Step two: If a double trap occurs, check whether a higher privilege level exists to handle the second trap:

  • If the mnstatus.nmie bit in the non-maskable interrupt status register is set, it indicates that resumable non-maskable interrupt handling is currently supported and can be delegated;
  • If the nmie bit is cleared, it indicates that resumable non-maskable interrupt handling is not currently supported or is in progress, and delegation is not possible;

Step three: Non-maskable interrupt handling for the second trap.

Return process for recoverable critical errors in machine mode:

Machine mode uses the mnret instruction to return to the first trapped exception handler and privilege level, clears the MDT bit in the corresponding mstatus to mark the completion of the second trap handling, and finally proceeds to complete the subsequent first trap handling.

Unrecoverable critical error (critical error state)

The double trap extension defines the following critical errors as non-recoverable critical errors:

  • When resumable non-maskable interrupt handling is not supported, a critical error occurs in machine mode
  • When a resumable non-maskable interrupt is being processed, a critical error occurs in machine mode.
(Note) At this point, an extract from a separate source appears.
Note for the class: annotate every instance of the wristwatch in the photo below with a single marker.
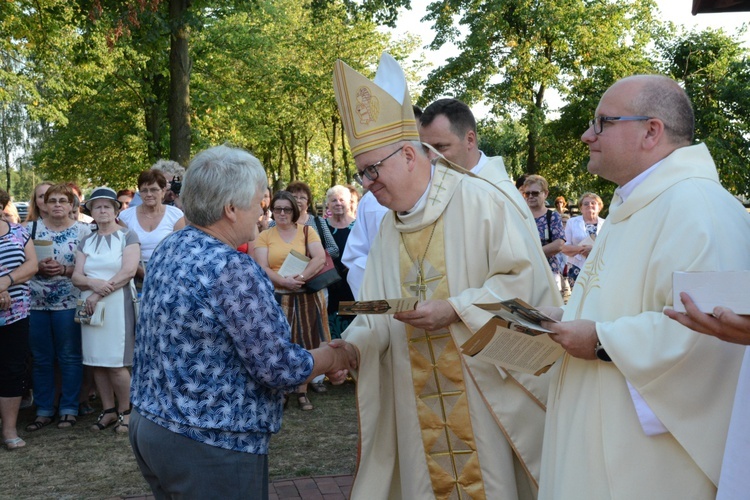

Simply put, the above scenarios all involve traps occurring when mnstatus.nmie is pulled low. At this point, there is no higher privilege level available for delegation, making it impossible to handle the critical error. The double trap extension defines this state as a critical error state: even after supporting double trap behavior, the processor core cannot handle the current state, leading to unknown subsequent behavior that requires external platform intervention.

Additionally, the current Kunminghu V2R2 defines processor core hang as a critical error state, serving as an important means for post-silicon hang determination. The ROB commit stuck timeout check is controlled by the custom CSR mcorepwr[1]: mcorepwr is located at 0xBC0, and bit 1 is COMMIT_STUCK_CHECK_ENABLE with a reset value of 0. When software writes 1 to this bit, the ROB commit stuck timeout check is enabled and reports a critical error on timeout. When software writes 0 to this bit, the check is disabled, and the processor does not report a critical error for this class of commit stuck timeout.

Critical error state handling

After collecting information about a non-recoverable critical error, the processor enters a critical error state, which is a special halt state. The RISC-V manual specifies that this state must be observable and debuggable by the external platform:

  • The processor core provides a top-level interface riscv_critical_error for external platform monitoring;
  • Depending on the dcsr.cetrig field in the debug mode configuration register, optionally enter debug mode handling during a critical error state;
    • cetrig = 1: Does not externally signal a critical error, enters debug mode for handling, and configures the entry reason as a critical error state: dcsr.cause = 7, dcsr.extcause = 0;
    • cetrig = 0: Deliver a critical error signal, allowing the external platform to perform a reset or other error reporting/fault tolerance mechanisms.